What are your thoughts on moving back home?
I’m southern. I like those things that are southern. I like a lot of our traditions. But when I say to you I am daughter of SC I mean it. My roots are in the Lowcountry as both sides of my family have been here since we were enslaved. It’s like this is Ground Zero for me. And it does pull you back.
South Carolina has some of the most salt-of-the-earth people. Differences aside, some of the most salt-of-the-earth, hardworking, just good folks. After the shooting at Mother Emanuel I said I have to go home. Which is something I hadn’t said since the day I left. But I said it for the first time. There’s work that needs to be done.
What do you think about our Community Conversations and Civic Engagement work?
You know, I like it. And I’ll tell you why. Not a lot of community foundations will even do it. I’m really big on intentionality. I don’t like “philanthropy with a ten-foot pole.” If you cannot get proximate, then why are you doing it?
You said you wanted to practice philanthropy with intention at your next job. How are we (CCF) doing so far on your report card?
We’ve taken the first step. I’m a believer in asset-based philanthropy. You build your community on what it has, not what you think it has. You have to ask your community “what do you see as our strengths and weaknesses” and you build on that. Buy-in comes easier when you do that.
I don’t think you can lead a community with data alone. Data should inform your decisions but not dictate them. Every piece of data begins with an assumption. Data can be quite biased based on incorrect assumptions. That’s why marrying data with actual community wisdom is a good idea. I feel that’s where most of the time the work gets practiced wrong.

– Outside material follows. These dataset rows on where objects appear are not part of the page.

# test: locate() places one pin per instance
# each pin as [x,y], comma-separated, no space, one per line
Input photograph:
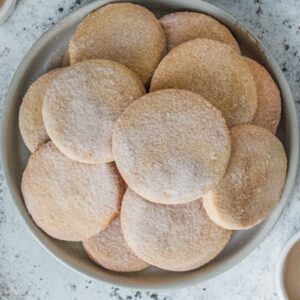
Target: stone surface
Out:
[27,271]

Coastal Community Foundation has taken a step back to say, “Let’s check our assumptions.” Because if that’s not right, how is anything else going to come out right? It’s going to be my opinion from my perspective, yours from your experiences, it has nothing to do with what the people in Jasper County want [for instance]. Or the people in Georgetown County want. So I feel we’re taking a solid step back in order to move forward into the next era of our evolution. You must set the baseline. You have to ask, “Where are we?”
In philanthropy as a whole I feel like there’s a real space to be filled in the future at the intersection of philanthropy, government, and community economic development. Because our issues have become such that no one entity is going to have all the answers, if you’re going to be most effective you need to be working in lock step. I don’t think that always happening. Also, their needs to be a common understanding around social justice implications that will impact and improve the work we do.